Now, the speed of the wave can be determined by the formula v = λω. Plugging in the values, we get:
v = (2 / 9) meters * (9.0π radians/second)
v ≈ 2π meters/second
So, the speed of the wave is approximately 2π meters/second. And remember, waves are notorious for making a splash!
To find the speed of a wave, we need to determine the relationship between the wave's speed, frequency, and wavelength.
In the given equation, y = 0.16 sin(9.0πt - 0.58πx), we can see that the wave is sine-shaped with the form sin(kx - ωt), where k represents the wave number (2π divided by the wavelength λ), and ω is the angular frequency (equal to 2π times the frequency f).
Comparing the equation to the given equation y = 0.16 sin(9.0πt - 0.58πx), we can deduce that:
k = 0.58π
ω = 9.0π
The wave speed (v) is equal to the product of the angular frequency (ω) and the wavelength (λ).
v = ωλ
Since we know that k = 2π/λ, we can rearrange the equation to solve for λ:
λ = 2π / k
Plugging in the value of k:
λ = 2π / 0.58π
π cancels out:
λ = 2 / 0.58
Simplifying, we find:
λ ≈ 3.45 meters
Now we can calculate the speed (v) by substituting the values of ω and λ into the equation:
v = ωλ
v = (9.0π) × (3.45)
Using a calculator, we find:
v ≈ 97.43 m/s
Therefore, the speed of the wave is approximately 97.43 meters per second.

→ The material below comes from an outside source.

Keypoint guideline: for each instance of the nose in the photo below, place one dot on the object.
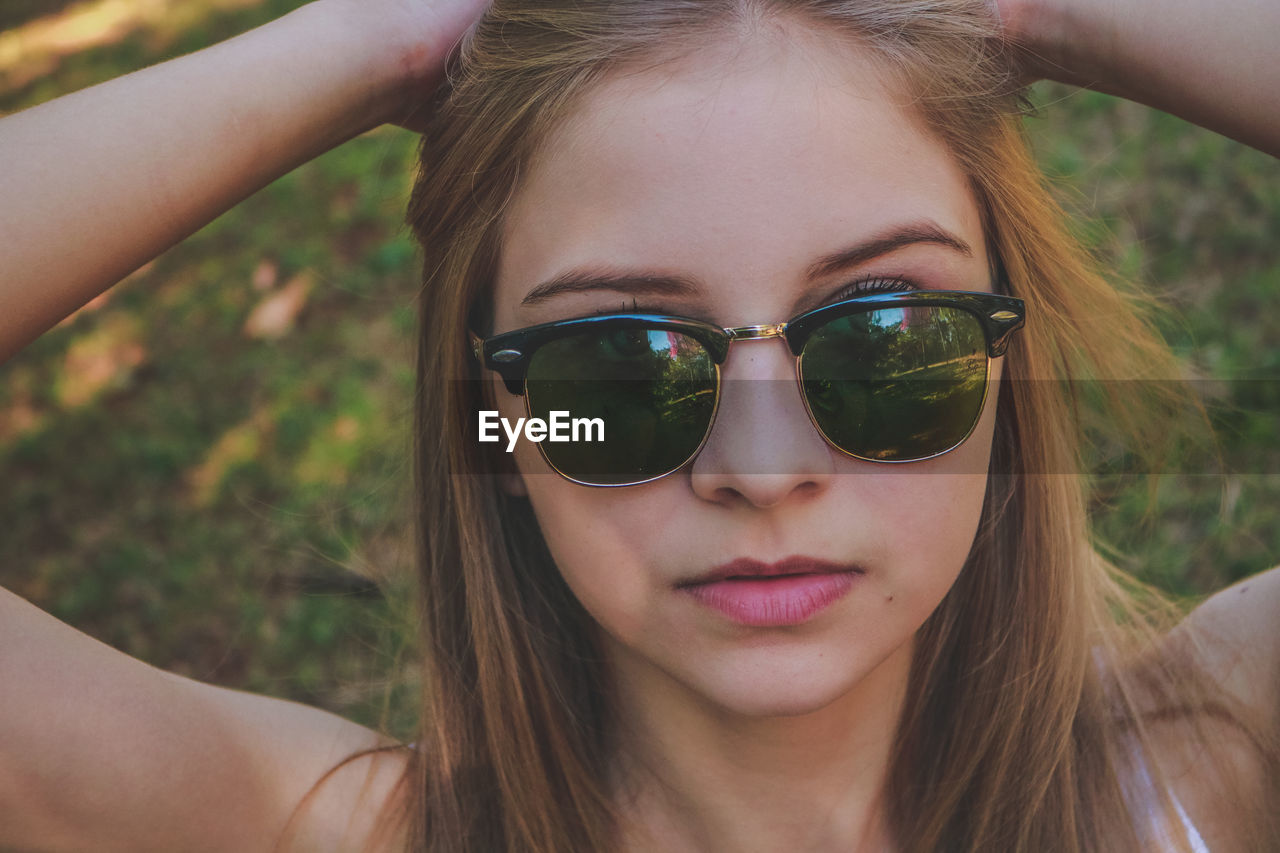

To find the speed of the wave, we need to determine the relationship between the wave's angular frequency (ω) and the wave number (k).
The equation for a wave traveling along the x-axis is given by the general form:
y(x, t) = A sin(kx - ωt + ϕ)
Comparing this equation with the provided equation: y = 0.16 sin (9.0πt - 0.58πx), we can see that the angular frequency is given by ω = 9.0π and the wave number is given by k = 0.58π.
The speed of the wave can be calculated using the formula:
v = ω / k
Substituting the given values, we have:
v = (9.0π) / (0.58π)
Now, cancel out the common factor of π:
v ≈ 9.0 / 0.58
Evaluating this expression gives:
v ≈ 15.52 m/s
Therefore, the speed of the wave is approximately 15.52 m/s.